2.3. Basic Concepts and Literature Review

Recent literatures showing that organizations and business leaders are always looking for new strategies which will allow stable transformation for better operation and increase investment return, and in some cases learn from the virtuous practitioners [23]. This comes with many challenges [24] especially if this changes the whole nature (model or strategy et al.) of an organization. This motivates the research stream to suggest varies strategies

Figure 4. Management view of transforming operation support system.

and tools in order to outline the rules of safer and more successful transformation, whichever this transformation is technological-driven [25] or as quality-driven response [26] and in some cases both. As a rule of thumb, organisations will be usually looking to reposition themselves and enhance the capability of operation systems for sustainable development. This generally is done through sustainable operation and innovation in some cases. Luckily, literature also suggested approaches to guide firms to be sustainably innovative [27].

3. Concepts of System Support Engineering (SSE)

It is proposed that system support concept could be a guide in providing a systematic modeling approach [28]. Therefore, a proposition was made to apply the generic framework of system supports engineering on designing operation system support of the refinery.

SSE concept involves the integration of service and system engineering to design support system. It incorporates a core knowledge base, drawing upon principles derived from a wide range of business and engineering disciplines. SSE is “solution centered”, delivering output solutions which are a mix of service and product. Service is a dynamic and complex activity. In all services, irrespective of industry sectors or types of customers, services are co-produced with and truly involving consumers. In support system, service engineering and system engineering are used together as critical knowledge agents to guide the solution design. Service engineering emphasizes customization of solution designs to meet service needs, while system engineering accentuates technical performance of the solution. “Service and Support” is a strategic business model. The customer/supplier relationship is different from those of transactional service offerings where interactions are limited mainly to episodic experiences. In this model, the interactions with the customer are enduring, like the systems they support, and a support system seeks to cement a constructive long term customer relationship. To simplify this process, a generic framework of SSE was drawn by employing a empirical research [29].

SSE framework consists of 3 elements (People, Process and Product) in an operation environment structured in three levels (Execution, Management and Enterprise). The SSE framework model called 3PE model (Figure 5) was verified through multiple industrial visits and professionals contribution during data collection process. The SSE framework was able to outline the relation between the elements of system support.

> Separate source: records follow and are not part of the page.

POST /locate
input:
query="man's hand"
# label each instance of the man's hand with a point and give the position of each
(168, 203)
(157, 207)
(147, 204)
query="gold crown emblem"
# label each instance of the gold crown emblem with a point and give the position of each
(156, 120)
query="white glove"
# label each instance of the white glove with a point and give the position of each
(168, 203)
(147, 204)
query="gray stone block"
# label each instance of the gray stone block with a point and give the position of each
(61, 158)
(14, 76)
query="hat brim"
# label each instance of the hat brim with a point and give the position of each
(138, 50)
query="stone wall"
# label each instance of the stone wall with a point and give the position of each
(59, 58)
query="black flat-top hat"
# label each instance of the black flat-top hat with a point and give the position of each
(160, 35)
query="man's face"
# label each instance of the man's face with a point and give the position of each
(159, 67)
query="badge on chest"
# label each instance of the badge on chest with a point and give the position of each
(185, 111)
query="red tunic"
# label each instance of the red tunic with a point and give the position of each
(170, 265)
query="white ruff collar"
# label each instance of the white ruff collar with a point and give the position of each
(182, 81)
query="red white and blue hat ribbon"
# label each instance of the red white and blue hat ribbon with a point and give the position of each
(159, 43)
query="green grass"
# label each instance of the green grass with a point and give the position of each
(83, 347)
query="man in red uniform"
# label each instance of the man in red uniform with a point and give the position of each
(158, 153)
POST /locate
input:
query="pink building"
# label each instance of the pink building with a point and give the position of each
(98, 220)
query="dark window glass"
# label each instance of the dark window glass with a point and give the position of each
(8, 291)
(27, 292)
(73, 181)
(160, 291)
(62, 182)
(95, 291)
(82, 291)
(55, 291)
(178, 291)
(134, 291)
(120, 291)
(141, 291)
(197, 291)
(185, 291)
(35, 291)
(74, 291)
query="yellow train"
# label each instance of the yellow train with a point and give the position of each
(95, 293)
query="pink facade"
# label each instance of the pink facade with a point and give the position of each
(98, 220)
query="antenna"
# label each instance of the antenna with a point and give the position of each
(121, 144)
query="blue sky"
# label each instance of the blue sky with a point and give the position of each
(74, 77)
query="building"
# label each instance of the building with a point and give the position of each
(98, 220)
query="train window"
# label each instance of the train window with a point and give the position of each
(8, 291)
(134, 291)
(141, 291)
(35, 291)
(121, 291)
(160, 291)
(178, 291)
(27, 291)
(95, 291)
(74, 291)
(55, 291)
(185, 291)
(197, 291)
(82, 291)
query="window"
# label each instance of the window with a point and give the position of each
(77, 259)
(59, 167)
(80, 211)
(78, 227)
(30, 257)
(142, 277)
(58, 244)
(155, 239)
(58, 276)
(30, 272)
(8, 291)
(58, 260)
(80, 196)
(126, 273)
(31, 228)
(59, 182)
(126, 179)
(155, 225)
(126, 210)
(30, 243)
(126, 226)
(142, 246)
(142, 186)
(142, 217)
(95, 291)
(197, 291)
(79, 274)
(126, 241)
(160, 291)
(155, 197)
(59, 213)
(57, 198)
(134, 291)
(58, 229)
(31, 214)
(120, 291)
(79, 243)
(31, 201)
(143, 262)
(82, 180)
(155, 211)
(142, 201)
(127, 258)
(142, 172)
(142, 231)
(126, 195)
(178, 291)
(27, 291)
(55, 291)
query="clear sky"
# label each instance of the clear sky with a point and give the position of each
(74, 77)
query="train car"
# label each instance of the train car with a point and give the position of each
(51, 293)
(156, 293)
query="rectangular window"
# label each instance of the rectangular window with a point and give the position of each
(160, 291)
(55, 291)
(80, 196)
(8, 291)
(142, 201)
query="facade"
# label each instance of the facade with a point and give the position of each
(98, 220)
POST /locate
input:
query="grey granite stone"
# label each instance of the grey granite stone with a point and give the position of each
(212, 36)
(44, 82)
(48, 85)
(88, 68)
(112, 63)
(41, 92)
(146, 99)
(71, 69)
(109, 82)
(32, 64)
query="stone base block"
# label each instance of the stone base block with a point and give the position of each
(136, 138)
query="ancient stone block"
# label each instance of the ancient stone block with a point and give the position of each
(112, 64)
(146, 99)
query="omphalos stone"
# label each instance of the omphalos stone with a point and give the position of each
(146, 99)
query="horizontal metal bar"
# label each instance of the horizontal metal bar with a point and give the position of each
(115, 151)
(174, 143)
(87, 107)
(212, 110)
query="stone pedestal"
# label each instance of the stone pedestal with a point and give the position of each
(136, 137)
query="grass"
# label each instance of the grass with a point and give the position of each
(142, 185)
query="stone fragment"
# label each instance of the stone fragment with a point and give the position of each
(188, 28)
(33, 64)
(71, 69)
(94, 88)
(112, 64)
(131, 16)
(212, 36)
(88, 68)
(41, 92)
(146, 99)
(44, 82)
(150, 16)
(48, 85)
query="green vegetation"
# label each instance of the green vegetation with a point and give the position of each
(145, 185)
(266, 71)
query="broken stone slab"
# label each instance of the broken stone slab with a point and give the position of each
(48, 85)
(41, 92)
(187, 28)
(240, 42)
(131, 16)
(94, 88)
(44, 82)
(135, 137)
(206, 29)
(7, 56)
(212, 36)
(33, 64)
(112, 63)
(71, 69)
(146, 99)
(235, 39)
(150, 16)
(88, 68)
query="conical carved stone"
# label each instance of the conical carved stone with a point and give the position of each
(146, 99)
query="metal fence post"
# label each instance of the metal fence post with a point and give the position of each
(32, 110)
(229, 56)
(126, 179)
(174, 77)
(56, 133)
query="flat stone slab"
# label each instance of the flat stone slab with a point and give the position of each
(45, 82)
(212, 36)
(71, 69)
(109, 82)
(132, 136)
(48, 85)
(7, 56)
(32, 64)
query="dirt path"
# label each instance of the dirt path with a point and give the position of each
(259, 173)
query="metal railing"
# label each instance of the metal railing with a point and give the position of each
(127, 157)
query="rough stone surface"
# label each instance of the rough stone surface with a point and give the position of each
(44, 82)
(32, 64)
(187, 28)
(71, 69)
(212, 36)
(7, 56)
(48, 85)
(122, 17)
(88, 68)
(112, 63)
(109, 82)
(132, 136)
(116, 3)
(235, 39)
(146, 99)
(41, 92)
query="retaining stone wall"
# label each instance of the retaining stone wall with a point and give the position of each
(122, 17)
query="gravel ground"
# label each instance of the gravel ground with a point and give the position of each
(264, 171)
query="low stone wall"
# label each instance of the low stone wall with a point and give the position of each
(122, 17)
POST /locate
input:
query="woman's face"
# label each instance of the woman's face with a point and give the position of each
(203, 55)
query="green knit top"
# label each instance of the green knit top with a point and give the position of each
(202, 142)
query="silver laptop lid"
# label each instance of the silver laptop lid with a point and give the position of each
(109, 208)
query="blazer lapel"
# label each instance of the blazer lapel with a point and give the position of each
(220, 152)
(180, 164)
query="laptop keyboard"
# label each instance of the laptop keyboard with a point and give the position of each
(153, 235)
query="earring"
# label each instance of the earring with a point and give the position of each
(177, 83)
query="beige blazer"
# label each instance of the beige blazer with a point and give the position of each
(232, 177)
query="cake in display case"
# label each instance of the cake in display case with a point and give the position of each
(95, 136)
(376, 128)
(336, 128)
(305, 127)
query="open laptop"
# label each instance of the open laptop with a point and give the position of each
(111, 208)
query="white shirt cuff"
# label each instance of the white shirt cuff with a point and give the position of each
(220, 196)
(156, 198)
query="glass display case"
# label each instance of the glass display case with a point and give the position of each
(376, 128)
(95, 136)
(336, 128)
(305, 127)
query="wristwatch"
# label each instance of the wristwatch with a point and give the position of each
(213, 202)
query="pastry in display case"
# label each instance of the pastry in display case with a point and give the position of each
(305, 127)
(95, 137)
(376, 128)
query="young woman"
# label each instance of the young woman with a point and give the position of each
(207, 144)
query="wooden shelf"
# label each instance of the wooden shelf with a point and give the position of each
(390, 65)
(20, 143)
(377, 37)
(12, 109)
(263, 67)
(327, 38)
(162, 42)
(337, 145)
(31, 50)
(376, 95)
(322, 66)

The system support engineering model could systemically empower the application and implementation of ORPIC practical modern strategies. Though clearly indicates the type, the level of details, interaction elements and the operational environment. As ORPIC is intending to:

1) Higher highly skilled, trained and experienced employees whom have the ability to respond to the pressure of change. Moreover to keep up with dynamicity of the system and in some cases the uncertainty. Basically be able to use the available information to deal with what the day could though on them. This requires that the employee should clearly understand how the system work, interact and information flow routes and format.

2) Adopt experience and knowledge sharing systems and exercises.

3) Increase the rule of cooperation to the extent of partnership in some cases with its main stakeholder especially licensers and contractors. This basically aims to increase the focus and operation, especially of the organization. This could positively reflect on the quality of the performance. Moreover, to cut off or minimize cost by introduce saving on some activities. And strategically to get continuance feedback and suggestions form the key stakeholders and keep the gates open for extra business opportunities. This requires a clear understanding of interaction and communication roots, methods and format. Also it requires a clear identification of each party obligations, responsibilities and expectations in case of an extraordinary event.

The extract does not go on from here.